SEA RCCPEParticipants: SEA-RCCPE Chair and members, Representatives of National Certification Committees for Polio Eradication (NCCPEs), National Containment Task Force, Polio Laboratory Network, Ministry of Health and Mass Media (Sri Lanka-host country), donor and partner agencies (UNICEF, Rotary International), Observers, WHO HQ, EMRO, WPRO, WHO Country Offices and WHO-SEARO
Purpose: The 19th SEA-RCCPE meeting, convened by WHO-SEARO, reviewed NCCPE annual reports and assessed the region’s polio-free status.

Details: The 19th Meeting of the SEA-RCCPE brought together global and regional experts to review progress in sustaining the Region’s polio-free status.

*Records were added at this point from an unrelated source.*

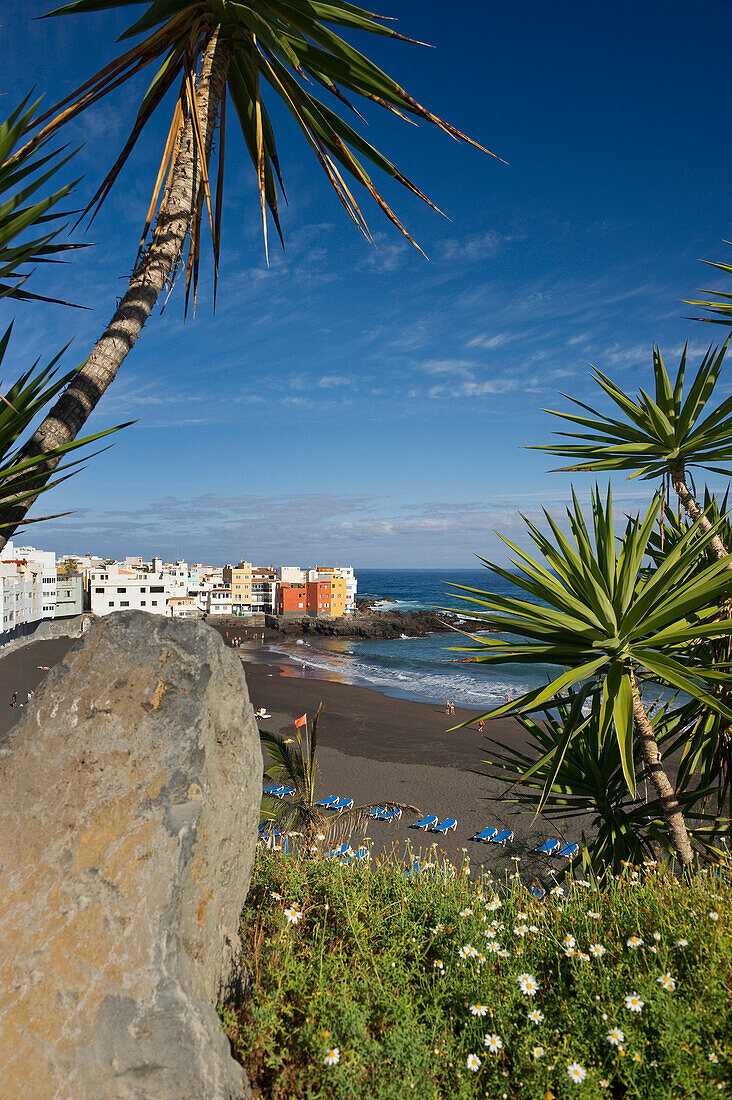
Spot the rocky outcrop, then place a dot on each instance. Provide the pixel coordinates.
(128, 825)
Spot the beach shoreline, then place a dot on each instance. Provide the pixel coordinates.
(372, 747)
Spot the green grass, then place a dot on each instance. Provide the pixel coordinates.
(359, 972)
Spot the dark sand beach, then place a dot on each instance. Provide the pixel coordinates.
(372, 747)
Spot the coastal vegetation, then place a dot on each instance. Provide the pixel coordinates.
(203, 53)
(375, 983)
(625, 616)
(31, 222)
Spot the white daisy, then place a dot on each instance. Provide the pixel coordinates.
(527, 985)
(576, 1073)
(633, 1003)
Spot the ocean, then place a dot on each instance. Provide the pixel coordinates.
(423, 669)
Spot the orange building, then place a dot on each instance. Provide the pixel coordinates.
(310, 598)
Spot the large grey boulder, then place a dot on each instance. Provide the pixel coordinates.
(129, 806)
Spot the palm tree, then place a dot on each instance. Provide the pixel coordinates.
(293, 761)
(29, 228)
(612, 625)
(201, 51)
(589, 782)
(657, 438)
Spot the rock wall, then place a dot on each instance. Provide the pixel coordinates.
(128, 825)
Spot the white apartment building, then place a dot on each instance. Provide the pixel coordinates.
(115, 590)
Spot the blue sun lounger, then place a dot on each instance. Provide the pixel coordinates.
(343, 804)
(385, 815)
(548, 847)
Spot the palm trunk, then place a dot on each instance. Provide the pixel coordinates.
(696, 513)
(150, 277)
(670, 807)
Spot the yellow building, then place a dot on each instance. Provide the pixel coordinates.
(239, 579)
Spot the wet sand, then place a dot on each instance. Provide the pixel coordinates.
(372, 747)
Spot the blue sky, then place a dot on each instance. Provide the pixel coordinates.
(364, 405)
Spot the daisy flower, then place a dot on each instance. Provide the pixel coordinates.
(527, 985)
(576, 1071)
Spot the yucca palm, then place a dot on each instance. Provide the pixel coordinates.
(26, 207)
(590, 783)
(611, 624)
(287, 47)
(657, 437)
(294, 761)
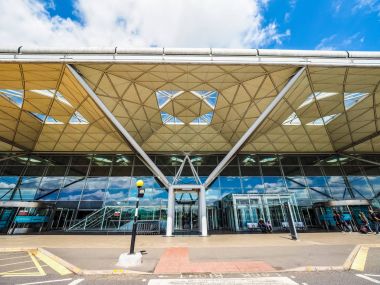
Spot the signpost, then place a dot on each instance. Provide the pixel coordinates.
(133, 259)
(140, 194)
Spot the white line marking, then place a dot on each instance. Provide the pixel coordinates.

 The Commission reviewed annual reports from National Certification Committees of all ten Member States, assessing population immunity, surveillance, outbreak preparedness, containment and polio transition. It noted that the Region continues to maintain strong overall performance and remains polio-free, while highlighting risks from subnational gaps in immunization, zero-dose children, hard-to-reach and conflict-affected areas, displaced populations and declining resources.


The Commission emphasized sustained vigilance, political commitment, strong national systems and regional collaboration.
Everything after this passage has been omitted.